IP Intelligence Cuts Online Fraud Losses and Reduces Prevention Costs

As mentioned previously, return on investment can come in many forms, from decreases in human capital costs by reducing the number of transactions that hit the manual review process to a straightforward reduction in fraud losses. As demonstrated in the graphic, merchants processing 1 million transactions per year can save nearly $300,000 in total fraud-management costs by employing IP Intelligence. With reductions in both the fraud and manual review rates, organizations using IP Intelligence can expect significant savings in the related costs—reductions in fraud loss by $200,000 and manual review expenditures by $93,750. This type of return on investment provides organizations with the ammunition to justify the cost of new, upfront fraud-prevention tools.

Mobile Is Driving Demand for Faster and More Efficient Check-outs

The continued rise in digital transactions will only result in more prolific data breaches than ever before, increasingly sophisticated fraud attacks, and new cashless and CNP payment methods. Younger demographics will drive online spending growth and will continue to press the envelope for faster checkout methods. And companies will find themselves at the crossroad of security and efficiency.

The challenge going forward, however, is to find equilibrium in an age where mobile is the way in which commerce online is happening. The Yankee Group projects mobile commerce will reach $906 billion by 2017. With an ever-increasing share of online transactions moving to mobile, fraud in the mobile channel is affecting merchants more than ever before. New research indicates that companies are averaging more than $92 million in annual losses just from mobile fraud.

Mobile subscribers currently outnumber Internet users by almost three to one. And, of those mobile users, 80 percent are more likely to be on a Wi-Fi network due to speed, convenience or cost, with approximately 20 percent connecting via 3G, 4G or LTE.

Using a mobile device for ecommerce and completing the purchase still creates an IP connection, making NetAcuity a viable front-line fraud-management solution to help identify genuine customers at the earliest opportunity. NetAcuity can accurately determine the Wi-Fi location and the types of proxy being used, so the same rules apply.
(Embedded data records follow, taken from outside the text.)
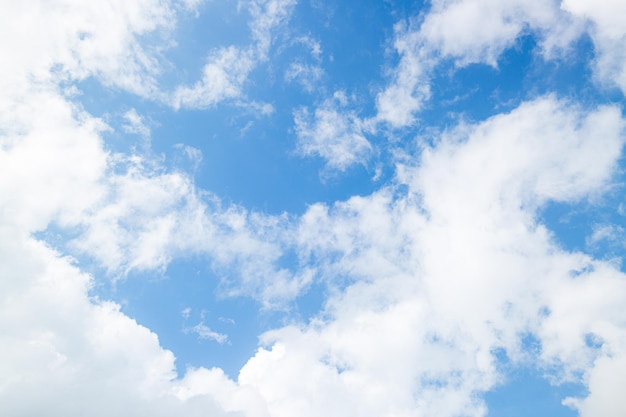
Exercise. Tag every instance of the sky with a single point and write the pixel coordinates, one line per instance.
(278, 208)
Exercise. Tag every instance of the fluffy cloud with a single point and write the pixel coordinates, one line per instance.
(426, 287)
(333, 134)
(479, 31)
(426, 277)
(227, 69)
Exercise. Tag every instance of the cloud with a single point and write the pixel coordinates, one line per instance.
(434, 282)
(227, 68)
(77, 40)
(332, 133)
(222, 78)
(205, 332)
(426, 277)
(135, 124)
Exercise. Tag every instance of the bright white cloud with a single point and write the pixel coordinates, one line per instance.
(204, 332)
(227, 68)
(423, 284)
(332, 133)
(457, 268)
(222, 78)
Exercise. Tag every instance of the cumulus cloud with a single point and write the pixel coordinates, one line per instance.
(427, 277)
(479, 31)
(457, 268)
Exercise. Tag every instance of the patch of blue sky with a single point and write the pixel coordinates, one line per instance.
(249, 159)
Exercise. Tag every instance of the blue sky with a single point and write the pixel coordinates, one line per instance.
(270, 208)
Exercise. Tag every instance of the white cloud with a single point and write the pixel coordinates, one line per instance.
(227, 68)
(479, 31)
(205, 332)
(608, 32)
(222, 78)
(305, 74)
(135, 124)
(267, 16)
(424, 288)
(332, 133)
(75, 40)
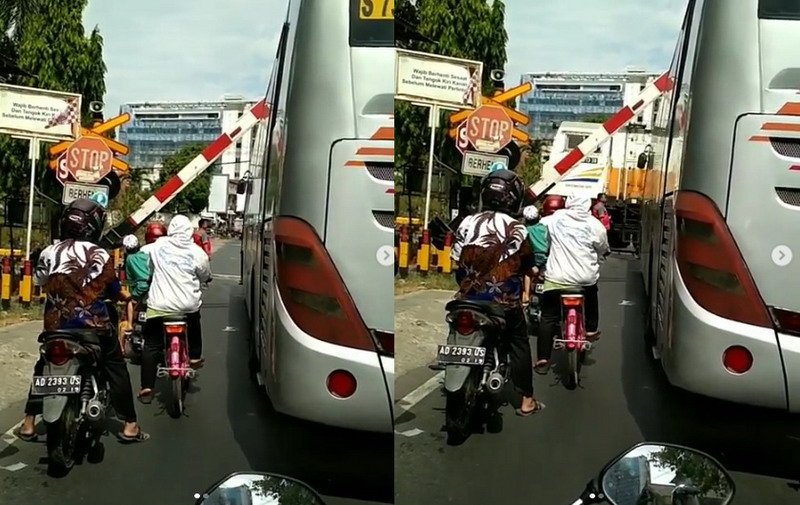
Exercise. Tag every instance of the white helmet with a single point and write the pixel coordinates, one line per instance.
(530, 213)
(130, 242)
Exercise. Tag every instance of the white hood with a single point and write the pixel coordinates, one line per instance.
(578, 242)
(179, 268)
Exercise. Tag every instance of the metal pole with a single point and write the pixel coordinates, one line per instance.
(33, 155)
(434, 123)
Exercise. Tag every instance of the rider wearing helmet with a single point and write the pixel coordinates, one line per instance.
(78, 277)
(180, 269)
(578, 244)
(492, 255)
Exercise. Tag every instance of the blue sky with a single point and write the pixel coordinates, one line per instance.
(202, 49)
(185, 49)
(590, 35)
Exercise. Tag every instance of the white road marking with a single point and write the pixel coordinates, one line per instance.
(409, 433)
(408, 401)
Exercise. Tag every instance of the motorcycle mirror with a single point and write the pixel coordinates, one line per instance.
(245, 488)
(652, 473)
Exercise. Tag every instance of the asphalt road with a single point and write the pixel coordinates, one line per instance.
(229, 427)
(624, 399)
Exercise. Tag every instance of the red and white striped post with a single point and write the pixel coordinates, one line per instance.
(554, 171)
(163, 195)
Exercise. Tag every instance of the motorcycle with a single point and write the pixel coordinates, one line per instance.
(652, 473)
(76, 396)
(176, 362)
(573, 335)
(247, 488)
(476, 367)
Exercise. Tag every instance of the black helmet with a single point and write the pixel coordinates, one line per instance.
(502, 190)
(83, 219)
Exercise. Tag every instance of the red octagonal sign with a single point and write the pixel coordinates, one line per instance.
(489, 128)
(89, 160)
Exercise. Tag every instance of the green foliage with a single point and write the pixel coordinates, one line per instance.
(694, 469)
(471, 29)
(194, 198)
(46, 39)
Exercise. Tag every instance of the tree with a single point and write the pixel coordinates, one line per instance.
(471, 29)
(194, 197)
(46, 39)
(695, 469)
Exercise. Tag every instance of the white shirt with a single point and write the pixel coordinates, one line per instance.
(578, 243)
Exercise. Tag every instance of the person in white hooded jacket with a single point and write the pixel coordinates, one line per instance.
(578, 245)
(180, 268)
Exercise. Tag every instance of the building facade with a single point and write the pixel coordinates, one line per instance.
(569, 96)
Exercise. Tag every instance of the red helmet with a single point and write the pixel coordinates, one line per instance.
(552, 203)
(154, 231)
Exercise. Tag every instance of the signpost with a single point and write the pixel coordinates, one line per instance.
(75, 190)
(481, 164)
(489, 128)
(89, 160)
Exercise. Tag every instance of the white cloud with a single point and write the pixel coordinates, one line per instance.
(185, 49)
(590, 35)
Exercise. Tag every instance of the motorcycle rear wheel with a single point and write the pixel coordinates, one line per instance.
(459, 408)
(62, 440)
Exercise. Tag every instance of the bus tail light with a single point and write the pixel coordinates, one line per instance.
(312, 290)
(711, 264)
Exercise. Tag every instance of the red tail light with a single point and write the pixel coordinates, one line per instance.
(173, 329)
(58, 353)
(465, 323)
(312, 290)
(711, 265)
(342, 384)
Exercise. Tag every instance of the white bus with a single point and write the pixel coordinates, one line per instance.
(319, 218)
(718, 240)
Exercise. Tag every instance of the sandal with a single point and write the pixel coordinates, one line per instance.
(141, 436)
(525, 413)
(145, 396)
(26, 437)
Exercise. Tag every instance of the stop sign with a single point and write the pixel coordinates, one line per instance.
(89, 159)
(489, 128)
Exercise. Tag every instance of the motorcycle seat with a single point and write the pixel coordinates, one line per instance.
(85, 336)
(489, 308)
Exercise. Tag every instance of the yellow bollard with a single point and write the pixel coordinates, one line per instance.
(402, 255)
(445, 262)
(424, 254)
(5, 284)
(26, 285)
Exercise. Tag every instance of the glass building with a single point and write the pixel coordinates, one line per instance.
(159, 129)
(567, 96)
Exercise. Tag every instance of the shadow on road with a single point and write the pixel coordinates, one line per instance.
(333, 461)
(744, 439)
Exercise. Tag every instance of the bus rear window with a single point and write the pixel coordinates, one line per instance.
(779, 9)
(372, 23)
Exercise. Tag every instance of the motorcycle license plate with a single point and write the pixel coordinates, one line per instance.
(56, 385)
(461, 355)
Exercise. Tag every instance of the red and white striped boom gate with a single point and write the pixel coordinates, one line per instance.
(554, 171)
(163, 195)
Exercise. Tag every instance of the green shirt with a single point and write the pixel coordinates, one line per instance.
(539, 238)
(137, 274)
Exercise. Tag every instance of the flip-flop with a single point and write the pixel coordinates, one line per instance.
(141, 436)
(26, 437)
(526, 413)
(145, 398)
If connecting via 3G, 4G or LTE, then network characteristics identifying service providers and their connection hub are seen.

Merchants Must Continue to Build Defenses in Anonymous Online World

Huge retail revenue losses due to online fraud continue to rack up year after year. During the past 10 years, the volume of global fraud losses for online payments has increased at an average rate of 10 percent annually. At the end of 2014, the global losses due to fraud were expected to reach the astounding amount of $14 billion, which is the equivalent of 140,000 jobs.
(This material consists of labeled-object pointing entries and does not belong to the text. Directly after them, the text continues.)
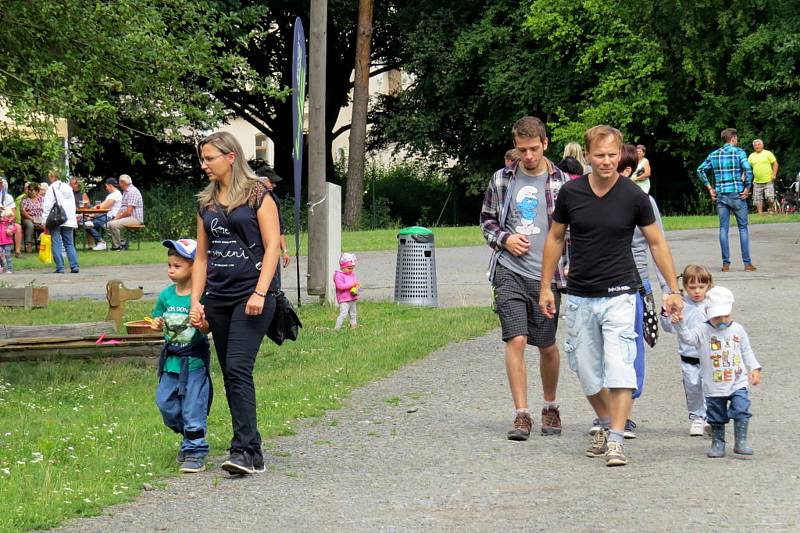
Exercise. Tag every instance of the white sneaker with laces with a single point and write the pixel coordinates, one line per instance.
(697, 428)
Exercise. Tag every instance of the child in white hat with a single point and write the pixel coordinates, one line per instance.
(729, 367)
(347, 287)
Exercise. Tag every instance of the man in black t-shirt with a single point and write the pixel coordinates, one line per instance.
(602, 212)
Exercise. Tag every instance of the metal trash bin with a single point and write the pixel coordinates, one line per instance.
(415, 274)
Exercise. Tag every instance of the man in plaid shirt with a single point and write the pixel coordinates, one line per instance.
(733, 178)
(131, 212)
(515, 218)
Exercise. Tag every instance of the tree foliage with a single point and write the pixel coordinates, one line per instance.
(670, 75)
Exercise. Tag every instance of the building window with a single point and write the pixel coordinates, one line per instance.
(261, 147)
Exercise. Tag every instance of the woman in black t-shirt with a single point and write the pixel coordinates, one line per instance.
(235, 287)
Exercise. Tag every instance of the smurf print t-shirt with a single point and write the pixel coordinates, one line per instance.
(527, 215)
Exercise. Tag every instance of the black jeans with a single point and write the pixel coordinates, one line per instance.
(237, 337)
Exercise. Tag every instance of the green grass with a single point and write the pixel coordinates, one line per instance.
(78, 436)
(368, 241)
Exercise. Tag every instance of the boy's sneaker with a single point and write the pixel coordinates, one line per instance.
(599, 445)
(193, 464)
(551, 421)
(522, 427)
(240, 462)
(697, 428)
(615, 455)
(630, 429)
(258, 463)
(596, 426)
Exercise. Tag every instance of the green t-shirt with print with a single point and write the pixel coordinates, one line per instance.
(174, 308)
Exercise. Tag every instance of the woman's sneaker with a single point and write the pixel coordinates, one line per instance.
(697, 428)
(240, 462)
(193, 464)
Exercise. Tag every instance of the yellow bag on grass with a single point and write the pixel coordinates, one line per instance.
(45, 248)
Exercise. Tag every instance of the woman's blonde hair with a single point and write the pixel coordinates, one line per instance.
(575, 150)
(242, 176)
(697, 274)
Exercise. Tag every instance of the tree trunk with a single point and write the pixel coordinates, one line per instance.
(358, 129)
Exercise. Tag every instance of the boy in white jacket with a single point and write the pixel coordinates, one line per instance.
(729, 367)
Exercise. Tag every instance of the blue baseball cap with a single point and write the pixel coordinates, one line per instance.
(184, 247)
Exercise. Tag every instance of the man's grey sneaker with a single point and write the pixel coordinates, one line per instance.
(615, 455)
(599, 445)
(258, 463)
(522, 427)
(240, 462)
(193, 464)
(630, 429)
(551, 421)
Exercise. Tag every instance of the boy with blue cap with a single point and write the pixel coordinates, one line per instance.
(184, 390)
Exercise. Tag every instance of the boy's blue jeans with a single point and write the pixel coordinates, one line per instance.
(187, 414)
(718, 410)
(728, 203)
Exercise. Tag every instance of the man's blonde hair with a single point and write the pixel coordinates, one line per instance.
(601, 132)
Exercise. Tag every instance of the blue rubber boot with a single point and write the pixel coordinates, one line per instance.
(740, 433)
(717, 441)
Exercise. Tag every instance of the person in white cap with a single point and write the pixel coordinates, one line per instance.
(729, 367)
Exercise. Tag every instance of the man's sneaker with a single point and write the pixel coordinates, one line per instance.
(551, 421)
(522, 427)
(240, 462)
(630, 429)
(258, 463)
(615, 455)
(599, 445)
(697, 428)
(192, 464)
With the U.S. payment card industry undergoing an upgrade to the EMV standard (EMV stands for Europay, MasterCard, Visa, the three companies that developed the standard for the security chip), it is expected that the United States will experience a significant increase in online fraud as criminals migrate to CNP opportunities. According to leading research firm Aite Group, CNP fraud will account for about $2.9 billion in fraud losses to U.S. issuers this year. However, by 2018 when about 98 percent of payment cards in the United States will be enabled with the EMV capability, that number is expected to more than double to $6.4 billion in losses.
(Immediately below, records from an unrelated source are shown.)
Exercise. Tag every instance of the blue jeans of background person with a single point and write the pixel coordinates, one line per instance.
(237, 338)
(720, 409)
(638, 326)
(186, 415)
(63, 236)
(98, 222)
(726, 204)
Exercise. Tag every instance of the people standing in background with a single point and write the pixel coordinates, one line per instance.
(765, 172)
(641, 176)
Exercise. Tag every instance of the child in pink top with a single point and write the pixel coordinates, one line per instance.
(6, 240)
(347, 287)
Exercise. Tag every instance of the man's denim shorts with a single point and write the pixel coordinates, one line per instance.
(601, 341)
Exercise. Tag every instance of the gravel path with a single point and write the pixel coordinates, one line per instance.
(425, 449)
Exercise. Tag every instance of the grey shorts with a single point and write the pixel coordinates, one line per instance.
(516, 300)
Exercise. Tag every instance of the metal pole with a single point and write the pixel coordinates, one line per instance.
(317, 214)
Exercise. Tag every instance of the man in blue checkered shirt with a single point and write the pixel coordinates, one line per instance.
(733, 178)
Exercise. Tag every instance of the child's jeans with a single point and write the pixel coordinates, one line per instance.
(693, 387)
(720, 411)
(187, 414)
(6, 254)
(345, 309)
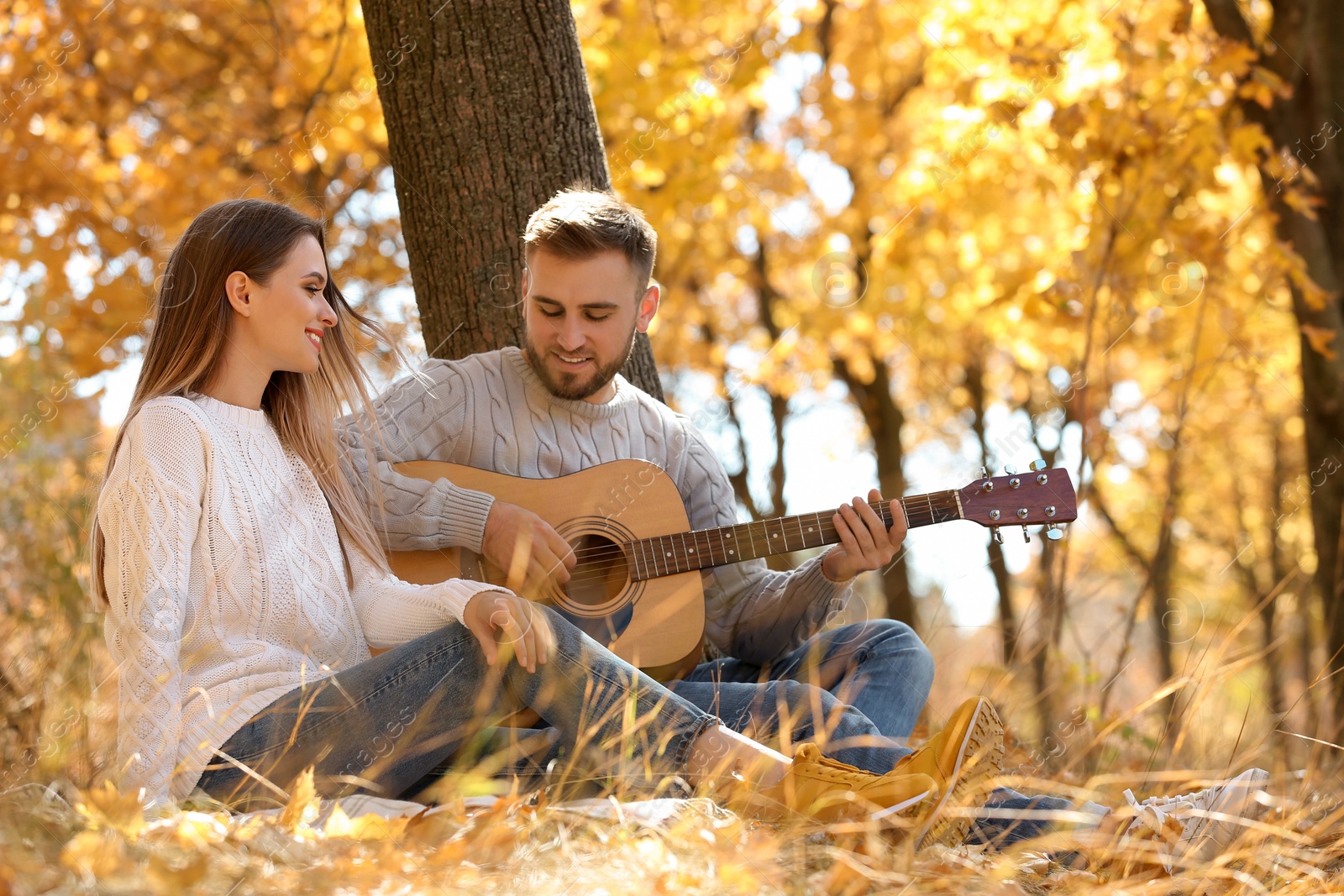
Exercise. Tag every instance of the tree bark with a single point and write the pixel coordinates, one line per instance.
(1304, 49)
(488, 114)
(885, 419)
Unfortunately, criminals are always going to look for ways to siphon money from a merchant’s bottom line, which stresses the need to implement fraud-prevention strategies that not only stop those losses, but also do it in a cost-effective manner— managing the delicate balance between an efficient and seamless shopping experience and an accurate and secure transaction. Digital Element’s NetAcuity solution is a costeffective first step within a fraud-prevention framework and will provide retailers with the tools necessary to spot—and stop—fraud before it happens. Used in conjunction with traditional identification- and transaction-verification tools, NetAcuity will allow merchants to preserve the customer online shopping experience, reduce fraud losses and, ultimately, help increase their profitability.